IMG_3868Up at the allotment I spent a couple of hours yesterday reinstating the timed dripper system to water the seedlings in the greenhouse. It took some time last year, researching the available gadgets,  to make sure the one we bought would function at the very low pressure provided by the water butts. This battery operated model has been reliable for a whole season, and works on a reasonably small head of water.  Given that there’s no clean water available on the site for some weeks yet, I was so pleased when I rigged up a temporary tap from the water butts to find fresh clean rainwater – 1000 litres of it – flowing reliably through the system. Madame had taken a look at the rainwater in the trough but someone appeared to have washed a paintrush in it so it had a nasty blueish hue and was almost certainly contaminated with anti-fungal chemicals.

IMG_3876The other independent watering system we’ve used is soaker hose which we installed under the tomatoes last season and which worked very effectively over the first 2/3 of its length. That’s a point worth noticing, the hose we used was years old and had become kinked.  It would probably have worked under mains pressure, but trickle fed from a water butt wasn’t working at all.

I haven’t photographed the watering can but that became the mainstay of the watering regime during the hot weather last season.

None of the hoses – large or small – last forever, and under intense heat and sunlight most of the plastic hoses in the dripper and soaker hose systems had degraded and become stiff and liable to disconnect themselves.  I’d recommend changing them annually if you want complete reliability. Allotmenteering is incredibly rewarding but even the most dedicated of us need to factor in a degree of resilience against holidays or unanticipated absences, and that can’t safely be done at the last minute. With climate change well and truly in charge we really have no idea what climatic conditions we’re facing season by season.  Half of my time this winter has been spent mitigating potental excess rainfall and now I’m fully absorbed in planning for drought and heat. Ah well, life’s rich tapestry in the 21st century but you’d think there might be a bit more action at the top.  We’re not going to save the world with 1000 litres of water and a bit of clapped out soaker hose!

At last, the seaweed.

IMG_4681I think it was Samuel (Dr) Johnson who once said that every project bears within itself the possibility of failure.  If you wait until all possible objections have been met then you’ll never do whatever it is that’s in your mind. So piling a load of seaweed on to the asparagus bed could be construed as a bit risky were it not for the fact that we’ve seen it done at the Lost Gardens of Heligan without any obvious ill effects. Their bed, mind you, are about fifty times bigger than ours.

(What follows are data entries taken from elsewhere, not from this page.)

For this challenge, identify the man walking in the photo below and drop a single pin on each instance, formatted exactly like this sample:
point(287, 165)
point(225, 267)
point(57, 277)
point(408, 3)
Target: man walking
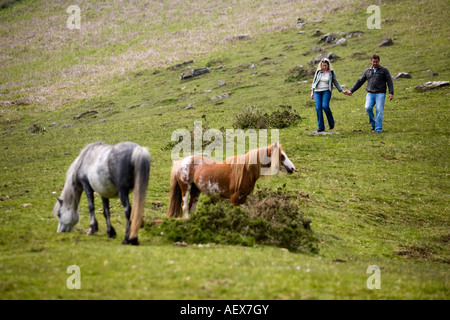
point(377, 76)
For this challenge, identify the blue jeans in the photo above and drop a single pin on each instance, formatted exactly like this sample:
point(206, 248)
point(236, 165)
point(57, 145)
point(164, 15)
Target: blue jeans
point(322, 100)
point(378, 100)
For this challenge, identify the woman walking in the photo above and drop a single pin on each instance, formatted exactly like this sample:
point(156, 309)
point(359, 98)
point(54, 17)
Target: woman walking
point(322, 86)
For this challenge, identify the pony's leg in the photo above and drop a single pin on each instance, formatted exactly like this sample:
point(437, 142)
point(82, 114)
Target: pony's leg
point(127, 210)
point(109, 228)
point(93, 225)
point(195, 193)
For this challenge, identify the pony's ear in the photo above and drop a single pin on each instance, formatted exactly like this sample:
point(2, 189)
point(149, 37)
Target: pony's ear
point(275, 145)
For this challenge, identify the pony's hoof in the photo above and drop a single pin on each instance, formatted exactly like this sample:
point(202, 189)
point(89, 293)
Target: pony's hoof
point(133, 241)
point(111, 233)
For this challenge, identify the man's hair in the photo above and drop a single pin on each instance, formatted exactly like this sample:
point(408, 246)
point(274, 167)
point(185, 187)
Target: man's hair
point(375, 57)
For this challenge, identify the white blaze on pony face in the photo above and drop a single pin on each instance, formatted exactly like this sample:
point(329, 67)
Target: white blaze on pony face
point(287, 165)
point(184, 170)
point(67, 217)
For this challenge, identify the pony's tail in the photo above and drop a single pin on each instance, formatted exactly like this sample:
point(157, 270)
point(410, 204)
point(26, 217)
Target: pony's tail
point(141, 161)
point(175, 195)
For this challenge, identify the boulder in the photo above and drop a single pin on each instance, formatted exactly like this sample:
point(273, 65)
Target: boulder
point(318, 33)
point(328, 38)
point(386, 43)
point(194, 73)
point(354, 34)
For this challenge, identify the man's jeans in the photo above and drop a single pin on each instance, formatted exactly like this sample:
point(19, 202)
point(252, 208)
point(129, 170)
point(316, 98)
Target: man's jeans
point(377, 99)
point(322, 100)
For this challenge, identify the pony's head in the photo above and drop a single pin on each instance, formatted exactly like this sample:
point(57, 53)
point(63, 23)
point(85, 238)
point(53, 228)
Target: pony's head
point(279, 159)
point(66, 214)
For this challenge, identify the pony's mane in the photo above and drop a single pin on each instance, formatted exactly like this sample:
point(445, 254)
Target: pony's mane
point(249, 164)
point(72, 187)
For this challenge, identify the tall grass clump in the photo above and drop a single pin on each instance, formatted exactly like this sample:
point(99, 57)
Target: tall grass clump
point(268, 218)
point(253, 118)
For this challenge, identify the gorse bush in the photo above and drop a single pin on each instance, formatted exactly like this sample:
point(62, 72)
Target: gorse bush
point(267, 218)
point(253, 118)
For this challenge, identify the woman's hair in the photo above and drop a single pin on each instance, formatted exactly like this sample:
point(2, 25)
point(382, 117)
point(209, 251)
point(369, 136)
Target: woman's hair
point(325, 60)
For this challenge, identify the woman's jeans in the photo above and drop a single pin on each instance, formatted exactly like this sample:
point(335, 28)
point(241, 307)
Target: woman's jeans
point(322, 100)
point(378, 100)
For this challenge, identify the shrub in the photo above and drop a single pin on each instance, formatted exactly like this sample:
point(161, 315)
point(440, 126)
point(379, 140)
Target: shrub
point(268, 218)
point(252, 117)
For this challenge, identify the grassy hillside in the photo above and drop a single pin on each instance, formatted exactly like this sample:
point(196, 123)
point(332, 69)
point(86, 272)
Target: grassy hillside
point(372, 199)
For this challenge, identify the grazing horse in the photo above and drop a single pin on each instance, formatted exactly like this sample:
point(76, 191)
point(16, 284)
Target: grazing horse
point(110, 171)
point(233, 178)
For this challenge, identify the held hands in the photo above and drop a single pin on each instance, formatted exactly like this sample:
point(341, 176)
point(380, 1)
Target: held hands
point(347, 93)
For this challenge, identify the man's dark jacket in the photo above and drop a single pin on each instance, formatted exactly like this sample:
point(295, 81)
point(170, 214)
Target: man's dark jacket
point(376, 81)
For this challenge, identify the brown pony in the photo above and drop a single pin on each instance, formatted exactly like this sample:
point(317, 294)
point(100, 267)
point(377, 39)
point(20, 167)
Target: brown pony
point(233, 178)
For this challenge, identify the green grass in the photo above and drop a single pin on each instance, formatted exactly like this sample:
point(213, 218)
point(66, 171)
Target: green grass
point(372, 199)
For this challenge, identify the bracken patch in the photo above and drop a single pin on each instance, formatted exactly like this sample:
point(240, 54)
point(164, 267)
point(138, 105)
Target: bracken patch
point(267, 218)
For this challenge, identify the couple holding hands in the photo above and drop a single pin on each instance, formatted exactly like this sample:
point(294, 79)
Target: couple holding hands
point(376, 76)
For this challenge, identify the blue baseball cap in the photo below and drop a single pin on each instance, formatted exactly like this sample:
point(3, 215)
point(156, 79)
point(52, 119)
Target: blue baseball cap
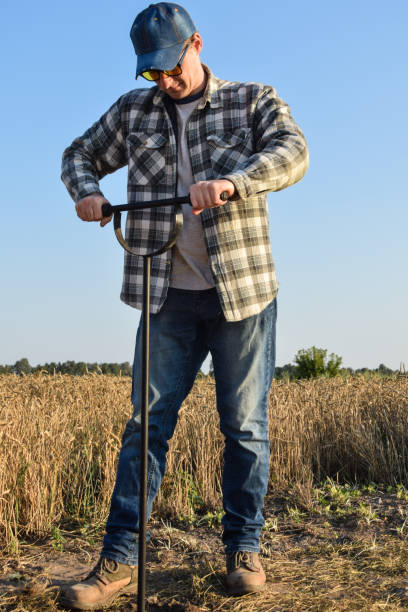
point(158, 34)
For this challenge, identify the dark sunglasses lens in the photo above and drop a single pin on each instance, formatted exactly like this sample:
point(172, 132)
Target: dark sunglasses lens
point(174, 72)
point(151, 75)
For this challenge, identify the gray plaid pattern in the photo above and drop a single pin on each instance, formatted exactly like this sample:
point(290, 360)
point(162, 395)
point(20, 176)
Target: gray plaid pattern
point(241, 132)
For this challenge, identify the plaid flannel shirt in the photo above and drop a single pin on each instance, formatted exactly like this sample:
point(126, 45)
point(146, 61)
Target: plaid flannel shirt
point(241, 132)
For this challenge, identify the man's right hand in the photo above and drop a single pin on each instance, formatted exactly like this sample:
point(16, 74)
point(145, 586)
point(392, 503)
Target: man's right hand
point(90, 208)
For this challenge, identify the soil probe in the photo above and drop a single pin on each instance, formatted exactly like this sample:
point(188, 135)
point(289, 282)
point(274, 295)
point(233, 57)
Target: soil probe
point(107, 211)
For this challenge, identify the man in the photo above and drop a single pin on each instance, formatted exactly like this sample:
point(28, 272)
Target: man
point(214, 292)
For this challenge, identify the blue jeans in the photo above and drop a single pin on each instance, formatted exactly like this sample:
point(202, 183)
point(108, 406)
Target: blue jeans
point(189, 325)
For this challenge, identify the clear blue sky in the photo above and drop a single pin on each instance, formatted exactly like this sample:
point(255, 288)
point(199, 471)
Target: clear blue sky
point(339, 237)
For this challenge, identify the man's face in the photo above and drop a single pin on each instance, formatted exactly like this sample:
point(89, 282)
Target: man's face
point(192, 78)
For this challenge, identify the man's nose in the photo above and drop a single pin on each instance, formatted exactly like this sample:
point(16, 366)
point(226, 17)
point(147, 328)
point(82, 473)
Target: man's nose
point(165, 81)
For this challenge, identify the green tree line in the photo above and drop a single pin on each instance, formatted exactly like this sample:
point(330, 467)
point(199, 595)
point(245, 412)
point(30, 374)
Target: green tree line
point(75, 368)
point(308, 363)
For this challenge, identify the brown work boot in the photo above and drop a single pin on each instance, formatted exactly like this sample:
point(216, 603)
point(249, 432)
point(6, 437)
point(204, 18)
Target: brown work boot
point(244, 573)
point(101, 587)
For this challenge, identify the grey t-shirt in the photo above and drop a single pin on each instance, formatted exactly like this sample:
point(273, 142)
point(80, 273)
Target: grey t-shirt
point(190, 269)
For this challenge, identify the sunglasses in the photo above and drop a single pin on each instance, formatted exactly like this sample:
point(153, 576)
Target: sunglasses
point(154, 75)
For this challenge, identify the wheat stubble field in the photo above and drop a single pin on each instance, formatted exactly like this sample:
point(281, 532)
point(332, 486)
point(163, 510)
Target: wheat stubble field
point(336, 531)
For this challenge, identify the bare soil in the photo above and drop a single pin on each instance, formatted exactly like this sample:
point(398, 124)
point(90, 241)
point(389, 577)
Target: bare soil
point(347, 557)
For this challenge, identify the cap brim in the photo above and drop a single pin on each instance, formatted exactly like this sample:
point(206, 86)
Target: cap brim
point(162, 59)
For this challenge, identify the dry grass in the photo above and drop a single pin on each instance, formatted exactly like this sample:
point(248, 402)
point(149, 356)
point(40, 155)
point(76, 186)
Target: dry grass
point(326, 545)
point(60, 435)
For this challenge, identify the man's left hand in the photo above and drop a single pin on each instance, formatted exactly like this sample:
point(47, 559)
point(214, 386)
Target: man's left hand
point(206, 194)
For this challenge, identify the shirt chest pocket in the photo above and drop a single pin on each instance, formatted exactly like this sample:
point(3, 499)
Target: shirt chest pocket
point(229, 150)
point(147, 158)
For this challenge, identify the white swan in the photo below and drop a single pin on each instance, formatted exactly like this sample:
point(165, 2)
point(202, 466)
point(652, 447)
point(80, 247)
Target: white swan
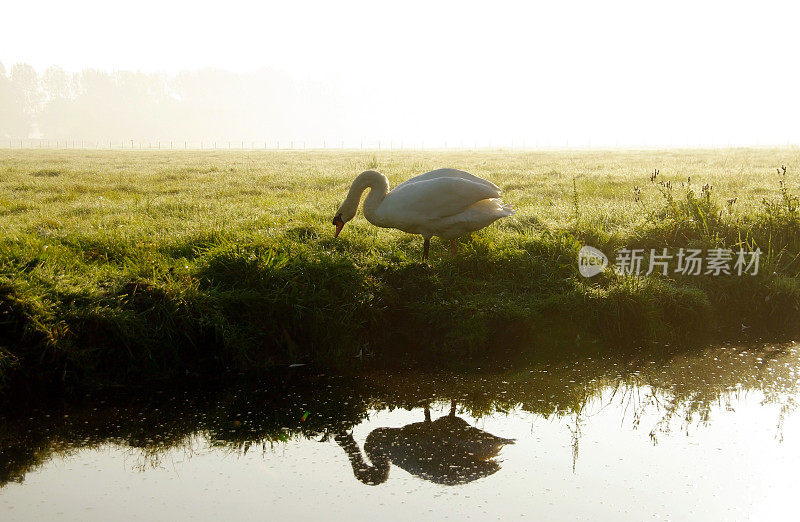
point(447, 203)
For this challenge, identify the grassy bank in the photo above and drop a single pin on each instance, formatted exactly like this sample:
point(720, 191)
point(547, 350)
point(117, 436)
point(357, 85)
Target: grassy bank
point(122, 266)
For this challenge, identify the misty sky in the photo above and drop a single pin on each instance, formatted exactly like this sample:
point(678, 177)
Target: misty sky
point(499, 73)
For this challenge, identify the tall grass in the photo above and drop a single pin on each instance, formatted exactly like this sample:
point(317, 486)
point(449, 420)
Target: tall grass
point(124, 266)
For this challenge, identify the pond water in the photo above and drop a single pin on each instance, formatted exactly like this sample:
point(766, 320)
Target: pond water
point(711, 436)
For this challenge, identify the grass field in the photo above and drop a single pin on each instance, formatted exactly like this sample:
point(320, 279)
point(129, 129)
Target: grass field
point(123, 265)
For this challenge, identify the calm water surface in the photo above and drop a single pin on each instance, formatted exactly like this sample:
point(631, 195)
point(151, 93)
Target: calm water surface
point(712, 436)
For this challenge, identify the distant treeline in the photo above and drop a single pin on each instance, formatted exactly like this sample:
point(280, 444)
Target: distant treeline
point(207, 104)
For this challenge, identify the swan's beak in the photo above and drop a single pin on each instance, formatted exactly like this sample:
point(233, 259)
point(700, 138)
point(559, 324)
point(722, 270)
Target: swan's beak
point(339, 224)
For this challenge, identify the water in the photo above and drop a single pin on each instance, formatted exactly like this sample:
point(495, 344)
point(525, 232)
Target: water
point(712, 436)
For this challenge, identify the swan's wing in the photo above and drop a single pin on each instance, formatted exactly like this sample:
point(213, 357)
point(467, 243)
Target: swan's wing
point(448, 173)
point(434, 198)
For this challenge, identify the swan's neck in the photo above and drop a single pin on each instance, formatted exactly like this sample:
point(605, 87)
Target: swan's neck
point(378, 187)
point(372, 475)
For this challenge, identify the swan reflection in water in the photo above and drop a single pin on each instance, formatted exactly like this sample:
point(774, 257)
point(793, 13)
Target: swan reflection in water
point(445, 451)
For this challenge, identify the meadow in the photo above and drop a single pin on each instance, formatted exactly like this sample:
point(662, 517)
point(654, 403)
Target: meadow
point(129, 266)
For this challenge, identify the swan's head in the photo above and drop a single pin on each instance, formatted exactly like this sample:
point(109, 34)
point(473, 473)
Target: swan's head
point(343, 215)
point(339, 223)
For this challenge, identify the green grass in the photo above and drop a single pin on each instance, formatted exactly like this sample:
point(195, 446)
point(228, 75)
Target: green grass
point(129, 266)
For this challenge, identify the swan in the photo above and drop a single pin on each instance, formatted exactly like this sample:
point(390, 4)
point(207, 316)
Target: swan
point(447, 203)
point(445, 451)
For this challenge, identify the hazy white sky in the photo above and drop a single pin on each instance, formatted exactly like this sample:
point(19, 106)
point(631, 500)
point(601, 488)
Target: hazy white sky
point(543, 73)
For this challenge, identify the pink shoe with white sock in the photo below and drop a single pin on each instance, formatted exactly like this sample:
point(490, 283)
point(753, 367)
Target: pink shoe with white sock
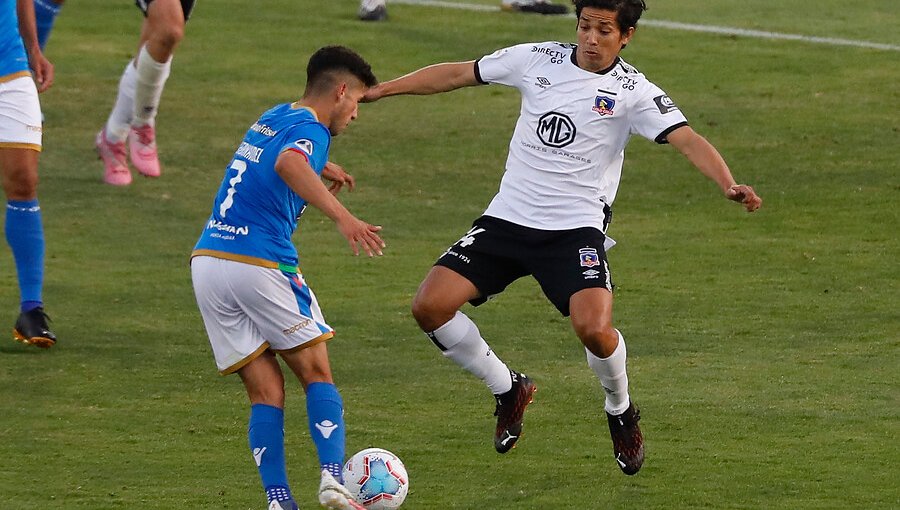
point(113, 155)
point(142, 146)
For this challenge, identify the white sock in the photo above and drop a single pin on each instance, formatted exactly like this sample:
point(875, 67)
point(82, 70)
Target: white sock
point(460, 341)
point(120, 119)
point(613, 378)
point(151, 79)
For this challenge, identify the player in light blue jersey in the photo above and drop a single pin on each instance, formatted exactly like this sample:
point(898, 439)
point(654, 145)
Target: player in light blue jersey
point(20, 144)
point(254, 301)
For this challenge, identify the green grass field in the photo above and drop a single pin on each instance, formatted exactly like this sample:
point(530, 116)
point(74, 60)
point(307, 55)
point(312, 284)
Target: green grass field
point(763, 348)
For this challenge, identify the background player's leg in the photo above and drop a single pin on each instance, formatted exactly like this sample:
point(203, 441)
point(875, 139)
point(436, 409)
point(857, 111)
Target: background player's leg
point(45, 12)
point(110, 141)
point(264, 382)
point(162, 31)
point(591, 315)
point(372, 10)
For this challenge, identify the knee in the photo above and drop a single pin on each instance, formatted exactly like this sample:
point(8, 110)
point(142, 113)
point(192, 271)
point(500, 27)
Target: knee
point(21, 185)
point(271, 393)
point(429, 313)
point(601, 338)
point(169, 37)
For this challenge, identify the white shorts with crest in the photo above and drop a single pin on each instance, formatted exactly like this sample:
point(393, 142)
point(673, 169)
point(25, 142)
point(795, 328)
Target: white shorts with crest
point(20, 114)
point(247, 309)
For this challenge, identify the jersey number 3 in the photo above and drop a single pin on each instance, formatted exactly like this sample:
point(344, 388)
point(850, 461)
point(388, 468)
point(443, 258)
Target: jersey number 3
point(226, 204)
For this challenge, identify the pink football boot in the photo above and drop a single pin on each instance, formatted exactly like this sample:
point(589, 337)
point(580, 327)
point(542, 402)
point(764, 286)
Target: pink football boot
point(142, 145)
point(113, 155)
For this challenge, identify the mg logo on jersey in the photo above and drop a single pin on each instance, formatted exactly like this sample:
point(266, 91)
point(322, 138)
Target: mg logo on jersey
point(589, 257)
point(469, 238)
point(604, 105)
point(556, 129)
point(665, 104)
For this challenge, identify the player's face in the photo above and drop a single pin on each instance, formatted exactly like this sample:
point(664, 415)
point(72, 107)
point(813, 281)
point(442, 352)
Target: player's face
point(599, 39)
point(348, 106)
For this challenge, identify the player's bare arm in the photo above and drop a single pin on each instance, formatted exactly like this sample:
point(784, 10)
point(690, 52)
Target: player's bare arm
point(338, 177)
point(433, 79)
point(40, 66)
point(707, 159)
point(302, 179)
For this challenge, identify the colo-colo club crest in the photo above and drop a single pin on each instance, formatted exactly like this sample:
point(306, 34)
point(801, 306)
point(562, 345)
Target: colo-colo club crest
point(604, 105)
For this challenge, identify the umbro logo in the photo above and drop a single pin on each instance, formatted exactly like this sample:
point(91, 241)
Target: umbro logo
point(257, 455)
point(509, 437)
point(326, 427)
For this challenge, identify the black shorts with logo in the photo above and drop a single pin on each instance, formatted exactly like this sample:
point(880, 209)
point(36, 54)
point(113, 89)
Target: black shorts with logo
point(495, 252)
point(186, 7)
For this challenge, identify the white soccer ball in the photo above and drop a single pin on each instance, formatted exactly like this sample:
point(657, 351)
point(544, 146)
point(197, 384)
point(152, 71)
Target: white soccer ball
point(377, 479)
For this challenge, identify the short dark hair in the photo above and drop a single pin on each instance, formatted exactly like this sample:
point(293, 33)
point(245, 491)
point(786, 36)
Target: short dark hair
point(327, 61)
point(628, 12)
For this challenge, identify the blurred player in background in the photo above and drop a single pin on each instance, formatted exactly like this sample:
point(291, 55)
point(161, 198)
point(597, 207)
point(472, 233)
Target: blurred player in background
point(20, 145)
point(376, 10)
point(45, 12)
point(140, 89)
point(580, 105)
point(254, 301)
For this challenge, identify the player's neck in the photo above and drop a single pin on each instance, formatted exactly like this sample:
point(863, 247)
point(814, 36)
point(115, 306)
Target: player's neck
point(319, 109)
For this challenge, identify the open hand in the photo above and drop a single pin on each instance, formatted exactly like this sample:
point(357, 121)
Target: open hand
point(745, 195)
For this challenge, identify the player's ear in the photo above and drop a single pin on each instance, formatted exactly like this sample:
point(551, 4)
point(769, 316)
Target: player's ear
point(627, 35)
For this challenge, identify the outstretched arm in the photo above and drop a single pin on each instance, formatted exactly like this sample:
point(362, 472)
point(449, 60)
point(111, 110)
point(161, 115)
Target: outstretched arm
point(707, 159)
point(302, 179)
point(428, 80)
point(40, 66)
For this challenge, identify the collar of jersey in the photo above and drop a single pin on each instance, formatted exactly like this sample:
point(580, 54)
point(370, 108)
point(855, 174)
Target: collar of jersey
point(602, 71)
point(297, 106)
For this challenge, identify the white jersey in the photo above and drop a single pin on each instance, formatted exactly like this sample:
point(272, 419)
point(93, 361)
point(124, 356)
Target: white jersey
point(565, 156)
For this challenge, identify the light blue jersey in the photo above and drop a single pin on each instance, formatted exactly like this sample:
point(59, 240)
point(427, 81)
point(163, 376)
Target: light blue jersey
point(255, 213)
point(13, 59)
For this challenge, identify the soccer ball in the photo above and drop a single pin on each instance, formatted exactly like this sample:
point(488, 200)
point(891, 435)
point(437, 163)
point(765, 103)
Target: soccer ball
point(377, 479)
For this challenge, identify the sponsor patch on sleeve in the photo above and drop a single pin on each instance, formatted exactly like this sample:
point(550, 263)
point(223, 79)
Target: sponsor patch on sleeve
point(303, 145)
point(665, 104)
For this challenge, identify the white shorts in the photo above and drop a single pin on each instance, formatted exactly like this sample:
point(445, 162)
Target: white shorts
point(20, 114)
point(248, 309)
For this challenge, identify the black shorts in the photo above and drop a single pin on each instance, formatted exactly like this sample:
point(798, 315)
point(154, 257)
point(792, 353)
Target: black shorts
point(495, 252)
point(186, 7)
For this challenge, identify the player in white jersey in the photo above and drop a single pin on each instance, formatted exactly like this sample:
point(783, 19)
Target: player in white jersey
point(254, 301)
point(133, 116)
point(580, 105)
point(21, 65)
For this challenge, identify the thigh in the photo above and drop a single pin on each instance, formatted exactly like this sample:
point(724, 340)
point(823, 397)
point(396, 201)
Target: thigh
point(570, 261)
point(487, 256)
point(310, 364)
point(234, 339)
point(184, 6)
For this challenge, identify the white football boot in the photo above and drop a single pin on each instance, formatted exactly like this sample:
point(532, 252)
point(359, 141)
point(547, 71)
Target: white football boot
point(334, 496)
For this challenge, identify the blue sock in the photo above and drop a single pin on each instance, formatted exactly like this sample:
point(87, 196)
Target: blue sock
point(25, 237)
point(266, 435)
point(326, 425)
point(45, 12)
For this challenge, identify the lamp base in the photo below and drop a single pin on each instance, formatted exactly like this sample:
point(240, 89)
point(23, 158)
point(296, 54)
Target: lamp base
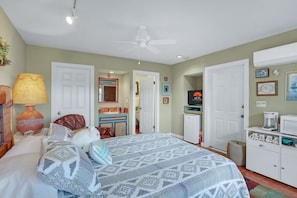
point(29, 119)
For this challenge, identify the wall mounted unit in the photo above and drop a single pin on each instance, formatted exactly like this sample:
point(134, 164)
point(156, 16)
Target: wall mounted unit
point(281, 55)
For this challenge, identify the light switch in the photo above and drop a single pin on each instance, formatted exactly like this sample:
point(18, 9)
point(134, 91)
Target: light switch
point(260, 103)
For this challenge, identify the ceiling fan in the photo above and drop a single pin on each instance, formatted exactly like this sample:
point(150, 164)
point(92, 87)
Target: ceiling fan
point(143, 40)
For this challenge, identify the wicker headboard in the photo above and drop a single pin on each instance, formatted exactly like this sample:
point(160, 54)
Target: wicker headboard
point(6, 134)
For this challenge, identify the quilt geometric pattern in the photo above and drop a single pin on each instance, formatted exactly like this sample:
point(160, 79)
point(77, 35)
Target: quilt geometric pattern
point(159, 165)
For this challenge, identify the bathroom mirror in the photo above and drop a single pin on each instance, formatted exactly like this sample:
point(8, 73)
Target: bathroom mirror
point(108, 89)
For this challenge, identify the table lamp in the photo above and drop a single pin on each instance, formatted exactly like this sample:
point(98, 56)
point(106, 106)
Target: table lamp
point(29, 89)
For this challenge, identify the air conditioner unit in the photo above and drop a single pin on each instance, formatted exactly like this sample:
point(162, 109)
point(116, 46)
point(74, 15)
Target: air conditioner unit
point(281, 55)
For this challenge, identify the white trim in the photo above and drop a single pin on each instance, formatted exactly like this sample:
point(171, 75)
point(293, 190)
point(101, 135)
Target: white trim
point(157, 108)
point(207, 103)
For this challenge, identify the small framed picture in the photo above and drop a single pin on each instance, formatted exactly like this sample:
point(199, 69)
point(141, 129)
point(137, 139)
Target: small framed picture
point(165, 100)
point(291, 87)
point(267, 88)
point(166, 89)
point(262, 73)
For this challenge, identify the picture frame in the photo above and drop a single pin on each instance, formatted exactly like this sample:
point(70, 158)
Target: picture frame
point(267, 88)
point(291, 86)
point(137, 88)
point(165, 100)
point(262, 73)
point(166, 89)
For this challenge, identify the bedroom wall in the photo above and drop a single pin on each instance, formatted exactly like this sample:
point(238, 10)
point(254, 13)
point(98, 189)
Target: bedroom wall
point(274, 103)
point(39, 61)
point(17, 54)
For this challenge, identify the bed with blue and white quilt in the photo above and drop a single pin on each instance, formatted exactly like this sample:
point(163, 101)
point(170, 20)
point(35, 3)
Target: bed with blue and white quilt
point(146, 165)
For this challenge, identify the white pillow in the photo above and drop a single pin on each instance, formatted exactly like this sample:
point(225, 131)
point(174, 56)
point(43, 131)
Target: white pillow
point(100, 152)
point(18, 178)
point(59, 132)
point(66, 167)
point(30, 144)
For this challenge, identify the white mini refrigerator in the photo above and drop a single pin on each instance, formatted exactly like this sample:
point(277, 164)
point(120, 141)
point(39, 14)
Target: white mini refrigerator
point(192, 128)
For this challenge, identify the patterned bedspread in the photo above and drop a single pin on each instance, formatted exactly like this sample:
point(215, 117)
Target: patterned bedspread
point(159, 165)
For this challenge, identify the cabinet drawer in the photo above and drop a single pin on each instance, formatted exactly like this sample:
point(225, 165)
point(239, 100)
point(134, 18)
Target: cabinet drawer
point(263, 145)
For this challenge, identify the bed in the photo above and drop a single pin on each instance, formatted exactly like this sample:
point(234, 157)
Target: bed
point(145, 165)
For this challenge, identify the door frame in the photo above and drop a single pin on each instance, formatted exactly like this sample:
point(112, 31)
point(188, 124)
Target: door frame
point(133, 96)
point(208, 95)
point(72, 66)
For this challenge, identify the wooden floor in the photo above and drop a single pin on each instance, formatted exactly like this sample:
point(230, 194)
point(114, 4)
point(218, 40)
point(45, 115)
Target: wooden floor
point(265, 181)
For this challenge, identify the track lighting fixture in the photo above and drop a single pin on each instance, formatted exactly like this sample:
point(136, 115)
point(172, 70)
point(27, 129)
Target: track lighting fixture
point(73, 17)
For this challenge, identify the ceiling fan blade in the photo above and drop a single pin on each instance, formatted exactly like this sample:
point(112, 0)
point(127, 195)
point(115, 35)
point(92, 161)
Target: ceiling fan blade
point(153, 49)
point(162, 42)
point(126, 42)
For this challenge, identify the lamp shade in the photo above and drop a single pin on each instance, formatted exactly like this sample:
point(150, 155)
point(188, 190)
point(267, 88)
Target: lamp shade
point(29, 89)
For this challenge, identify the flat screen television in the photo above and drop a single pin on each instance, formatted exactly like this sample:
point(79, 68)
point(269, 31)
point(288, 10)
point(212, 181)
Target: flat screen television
point(195, 97)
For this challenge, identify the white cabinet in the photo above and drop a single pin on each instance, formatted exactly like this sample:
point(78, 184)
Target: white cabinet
point(288, 166)
point(192, 127)
point(266, 154)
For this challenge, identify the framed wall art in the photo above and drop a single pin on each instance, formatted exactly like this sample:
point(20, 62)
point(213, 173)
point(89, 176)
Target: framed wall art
point(291, 86)
point(165, 100)
point(166, 89)
point(267, 88)
point(262, 73)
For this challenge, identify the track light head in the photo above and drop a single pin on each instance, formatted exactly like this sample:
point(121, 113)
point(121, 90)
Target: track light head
point(70, 19)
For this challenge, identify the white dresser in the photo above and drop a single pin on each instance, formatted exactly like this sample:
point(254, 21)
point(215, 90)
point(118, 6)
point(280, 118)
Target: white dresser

Today, having cut back this season’s growth and carefully hand weeded, I opened the very large sack of seaweed we brought back from North Wales and cautiously spread the first forkful on the bed. The smell was pretty awesome (to steal a phrase from WordPress) and there was a lively crew of sandhoppers and flies wondering how they’d managed to travel 220 miles from the beach they regarded as home; but it’s on now and I’m experiencing a strange feeling of satisfaction.  Whether the promised benefits of trace elements and soil conditioning along with a little salt and sand actually make a difference we shall see in six months time.  On the allotment the balance has now tilted in favour of next season. Over half has been cleared, manured and covered, and the depressing signs of wilting and decayed leaves have been consigned to the compost where a quite wonderful number of brandling have been busy breeding all summer.

Madame meanwhile was planting up the spring window boxes for the flat, and clearing out the greenhouse of pots and growbags.  The spent remains of the bags and pots have all gone back on to the beds, more as soil conditioner than food.  Two mysteries were also resolved during the morning. The reason that one of the water butts was never refilling from the greenhouse roof turned out to be no more complicated than the fact that I’d turned off the wrong tap; and the second mystery – why was there a section of the tomatoes that always needed watering in spite of the soaker hose , turned out to be no more complicated than a kink in the pipe. I solved both problems with one poorly aimed jab of the fork, when the water sprayed into my face.